My memories of growing up in Westport are filled with the outdoors. Swimming in tide-pools and oceans, surfing, riding bikes through the bush, floating down the Buller River, and jumping off things we probably shouldn’t have jumped off.

However these things were always a bit (a lot) “do it yourself.” Unless you knew the trail leading to the spot in the river where you could swim out to that one log, you would never find the best swimming spot in town. Forget about riding bikes through peaceful farms and native bush. Where would you even begin to find that as a casual tourist?

The Kawatiri Coastal Trail is a perfect example of how the region taps into these experiences. It was a key driver for me in moving back to Westport.

Photo: Shortjaw’s Luke Robertson, and partner Emma Bemrose 

Of course, buying the brewery was the biggest reason to move home, but knowing we could enjoy a more outdoor lifestyle was a huge part. Now I use the trail regularly to ride into work. After two years of COVID lockdowns in Melbourne, and 15 years relying on crowded trams and trains to get to work, being able to ride almost entirely on an off-road trail, along the coast, over streams and the Buller River, is an absolute joy.

I’m trying to learn more about the trees and plants along the way. Keeping an eye out for the blooms of basket fungus just past Carter’s Beach, and stopping at the bridges to watch the birdlife. It’s a lot more fun than breathing stale air on busy public transport and avoiding eye contact with strangers.

Photo: (Pūwaha Section) – The Martins Creek suspension bridge offers elevated views of the wetlands and wildlife

Shortjaw Brewing has always had community engagement as a core tenant of its business plan. It is also something we thought had been lost with previous brewery owners. In recent years there’s been a lot of take from the people of Westport, but not a lot of give.
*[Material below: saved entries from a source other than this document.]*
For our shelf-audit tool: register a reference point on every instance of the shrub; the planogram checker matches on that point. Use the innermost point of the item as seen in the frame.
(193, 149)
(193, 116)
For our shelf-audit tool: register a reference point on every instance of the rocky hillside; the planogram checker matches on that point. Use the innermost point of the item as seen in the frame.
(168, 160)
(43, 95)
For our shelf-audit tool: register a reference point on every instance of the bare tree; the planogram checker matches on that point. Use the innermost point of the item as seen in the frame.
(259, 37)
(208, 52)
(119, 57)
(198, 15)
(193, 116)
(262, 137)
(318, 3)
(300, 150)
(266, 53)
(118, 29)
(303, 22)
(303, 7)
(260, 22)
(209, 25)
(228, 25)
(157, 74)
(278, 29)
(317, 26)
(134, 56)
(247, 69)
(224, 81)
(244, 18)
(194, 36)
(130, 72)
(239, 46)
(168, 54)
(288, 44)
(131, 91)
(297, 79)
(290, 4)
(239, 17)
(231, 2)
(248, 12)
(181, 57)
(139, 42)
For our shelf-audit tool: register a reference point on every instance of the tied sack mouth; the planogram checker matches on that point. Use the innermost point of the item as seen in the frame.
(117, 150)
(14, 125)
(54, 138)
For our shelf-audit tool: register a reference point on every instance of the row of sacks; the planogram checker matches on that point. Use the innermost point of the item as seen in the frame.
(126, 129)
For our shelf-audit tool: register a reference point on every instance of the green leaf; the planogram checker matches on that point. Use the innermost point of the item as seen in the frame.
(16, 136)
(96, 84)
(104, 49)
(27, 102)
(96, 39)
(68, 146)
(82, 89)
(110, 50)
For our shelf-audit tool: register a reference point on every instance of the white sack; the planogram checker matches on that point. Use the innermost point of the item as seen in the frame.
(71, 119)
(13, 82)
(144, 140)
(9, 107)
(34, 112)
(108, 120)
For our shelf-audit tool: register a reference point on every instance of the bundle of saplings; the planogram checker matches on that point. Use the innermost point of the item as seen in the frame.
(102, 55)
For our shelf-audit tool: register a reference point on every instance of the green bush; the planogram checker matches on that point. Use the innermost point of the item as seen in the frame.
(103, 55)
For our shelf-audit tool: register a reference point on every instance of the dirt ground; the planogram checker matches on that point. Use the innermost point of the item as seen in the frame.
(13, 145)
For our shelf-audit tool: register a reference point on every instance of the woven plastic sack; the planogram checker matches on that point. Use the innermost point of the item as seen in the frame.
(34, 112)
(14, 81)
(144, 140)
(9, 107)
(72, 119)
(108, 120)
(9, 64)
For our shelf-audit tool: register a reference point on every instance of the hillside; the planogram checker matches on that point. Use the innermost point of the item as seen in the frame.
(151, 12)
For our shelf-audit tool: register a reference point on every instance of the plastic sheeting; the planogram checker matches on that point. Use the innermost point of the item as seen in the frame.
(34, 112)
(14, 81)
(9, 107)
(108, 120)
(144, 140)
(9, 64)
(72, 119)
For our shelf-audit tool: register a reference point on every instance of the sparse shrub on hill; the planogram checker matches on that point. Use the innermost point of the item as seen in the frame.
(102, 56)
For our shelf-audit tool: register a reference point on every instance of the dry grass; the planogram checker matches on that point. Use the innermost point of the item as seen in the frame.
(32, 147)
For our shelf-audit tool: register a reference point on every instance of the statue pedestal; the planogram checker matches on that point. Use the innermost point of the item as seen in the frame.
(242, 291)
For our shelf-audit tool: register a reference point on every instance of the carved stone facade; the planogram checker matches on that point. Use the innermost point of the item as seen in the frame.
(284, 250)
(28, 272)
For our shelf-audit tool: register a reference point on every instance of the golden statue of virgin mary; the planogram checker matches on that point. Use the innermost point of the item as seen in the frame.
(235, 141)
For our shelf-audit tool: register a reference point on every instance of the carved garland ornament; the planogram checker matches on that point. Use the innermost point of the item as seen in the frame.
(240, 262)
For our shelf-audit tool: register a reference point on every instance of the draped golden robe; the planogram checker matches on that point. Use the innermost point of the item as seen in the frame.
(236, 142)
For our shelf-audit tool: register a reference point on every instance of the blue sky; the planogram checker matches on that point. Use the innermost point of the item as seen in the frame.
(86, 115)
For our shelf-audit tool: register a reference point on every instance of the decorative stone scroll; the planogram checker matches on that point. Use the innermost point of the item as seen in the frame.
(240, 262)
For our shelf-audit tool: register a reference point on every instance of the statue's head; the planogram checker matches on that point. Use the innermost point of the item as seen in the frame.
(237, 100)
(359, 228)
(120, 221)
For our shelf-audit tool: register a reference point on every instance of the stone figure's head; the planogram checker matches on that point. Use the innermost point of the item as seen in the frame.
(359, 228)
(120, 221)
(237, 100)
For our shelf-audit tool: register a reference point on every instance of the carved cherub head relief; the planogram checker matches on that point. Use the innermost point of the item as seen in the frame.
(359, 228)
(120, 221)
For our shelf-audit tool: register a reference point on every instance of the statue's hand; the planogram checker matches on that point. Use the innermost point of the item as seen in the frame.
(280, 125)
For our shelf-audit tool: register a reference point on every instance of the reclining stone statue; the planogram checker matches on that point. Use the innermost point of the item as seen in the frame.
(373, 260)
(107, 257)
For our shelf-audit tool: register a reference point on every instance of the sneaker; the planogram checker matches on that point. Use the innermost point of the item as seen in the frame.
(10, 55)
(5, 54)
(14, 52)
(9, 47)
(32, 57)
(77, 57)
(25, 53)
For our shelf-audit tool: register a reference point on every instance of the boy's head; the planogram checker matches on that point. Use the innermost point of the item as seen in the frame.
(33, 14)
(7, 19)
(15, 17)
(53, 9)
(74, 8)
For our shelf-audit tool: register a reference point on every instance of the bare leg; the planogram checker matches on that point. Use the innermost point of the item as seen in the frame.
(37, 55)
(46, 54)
Now when the opportunity comes to work with community groups we are immediately in. The first step, with the Trail, has been our Trail Hopper beer. It’s a version of our Pilsner with a special label that highlights the trail and each sale gives a small donation to the trail. It’s a great conversation starter in the brewery and hopefully a great marketing tool. Already there are plans in place to extend our relationship, so watch this space. We can’t wait to do something exciting.

Photo: Shortjaw’s Trail Hopper Pilsner 

It’s not limited to the trail either. We sponsored the Old Ghost Road Ultra Marathon, with beers for the competitors, and we will be supporting the Okarito Gorse Busters this year, in their inland waterway clearing efforts.

All of these small things make up our community, and help our region stand out. We don’t limit ourselves to outdoor activities: we’ve done a fundraiser for local artist Lance Kerr, and recently donated beer to the Karamea Cheese Night, and vouchers and prizes to a growing number of raffles and fundraisers.

For us, it’s just being part of a wider network of groups and people. We see nothing but positive value, especially in small towns and regions, of making sure we are all connected. The trail couldn’t be a better, and more literal, example.